Scheda didattica realizzata per l'esame....


Description

Raffaello Sanzio Liberazione di San Pietro dal carcere 1513-1514 Affresco, 600x500 cm Città del Vaticano, Musei Vaticani (Stanza di Eliodoro)

La Liberazione di San Pietro dal carcere datato 1513-1514 fa parte del ciclo di affreschi realizzati da Raffaello Sanzio nella Stanza di Eliodoro, presso i Musei Vaticani. La stanza era inizialmente destinata alle udienze private del pontefice e fu decorata da Raffaello subito dopo la stanza della Segnatura. Il programma iconografico fu studiato prima da Papa Giulio II e poi da Leone X e dai suoi illustri consiglieri e mira a documentare, in diversi momenti storici dall'Antico Testamento all'epoca medioevale, la miracolosa protezione accordata da Dio alla Chiesa minacciata nella sua fede (Messa di Bolsena), nella persona del pontefice (Liberazione di San Pietro), nella sua sede (Incontro di Leone Magno con Attila) e nel suo patrimonio (Cacciata di Eliodoro dal tempio).
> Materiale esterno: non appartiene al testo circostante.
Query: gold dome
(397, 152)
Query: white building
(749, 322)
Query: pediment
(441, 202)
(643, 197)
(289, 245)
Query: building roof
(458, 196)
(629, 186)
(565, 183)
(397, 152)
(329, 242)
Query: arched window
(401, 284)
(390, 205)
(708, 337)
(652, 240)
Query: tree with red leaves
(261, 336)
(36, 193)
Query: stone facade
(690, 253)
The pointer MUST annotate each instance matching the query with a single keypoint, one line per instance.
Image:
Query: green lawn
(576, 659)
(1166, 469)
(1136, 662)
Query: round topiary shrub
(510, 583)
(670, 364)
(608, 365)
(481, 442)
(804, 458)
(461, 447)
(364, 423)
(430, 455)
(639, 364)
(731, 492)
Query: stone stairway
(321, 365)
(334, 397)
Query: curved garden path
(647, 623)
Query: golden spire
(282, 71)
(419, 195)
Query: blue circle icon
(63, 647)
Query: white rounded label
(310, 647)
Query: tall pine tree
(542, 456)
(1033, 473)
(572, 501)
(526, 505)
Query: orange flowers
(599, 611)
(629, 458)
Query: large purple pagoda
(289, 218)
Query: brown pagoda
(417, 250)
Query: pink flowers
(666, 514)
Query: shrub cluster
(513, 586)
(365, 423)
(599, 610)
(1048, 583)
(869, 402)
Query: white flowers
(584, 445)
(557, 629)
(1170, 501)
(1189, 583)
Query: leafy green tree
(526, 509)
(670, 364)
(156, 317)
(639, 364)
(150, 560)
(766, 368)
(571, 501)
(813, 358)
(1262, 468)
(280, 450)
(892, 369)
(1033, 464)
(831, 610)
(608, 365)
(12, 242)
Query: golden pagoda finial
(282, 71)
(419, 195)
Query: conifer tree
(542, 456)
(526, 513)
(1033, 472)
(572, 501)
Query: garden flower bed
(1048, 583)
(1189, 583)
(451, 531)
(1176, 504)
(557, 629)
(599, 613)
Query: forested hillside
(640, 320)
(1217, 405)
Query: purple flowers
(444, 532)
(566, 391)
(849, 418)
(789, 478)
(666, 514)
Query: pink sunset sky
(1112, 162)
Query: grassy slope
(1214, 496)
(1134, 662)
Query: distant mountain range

Questi temi furono scelti anche per esprimere il programma politico di Giulio II, mirante a liberare l'Italia, occupata in quel momento dai Francesi, per restituire al papato il potere temporale minacciato. In particolare l’episodio della Liberazione di San Pietro dal carcere è tratto dagli Atti degli Apostoli. Il tema iconografico narra che Pietro, il primo papa, imprigionato da re Erode Agrippa che intendeva processarlo, credette di sognare che un angelo lo liberasse dalle catene. Quando si accorse di essere veramente libero e lontano dal carcere, si recò fra i suoi confratelli che stavano pregando. Raffaello effettua uno studio della composizione, possiamo notarlo dal disegno conservato al Gabinetto dei Disegni e delle Stampe degli Uffizi di Firenze (Figura 1). Per eseguire l’affresco l’artista dovette distruggere la precedente opera di Piero della Francesca, sullo sfondo infatti è possibile notare ridipinture riparatorie. Nonostante la difficoltà causata dall’apertura della finestra sulla parete, Raffaello svolge il racconto diviso in tre parti, separate dalle mura della cella di Pietro, ma collegate dallo stesso spazio e dalla narrazione.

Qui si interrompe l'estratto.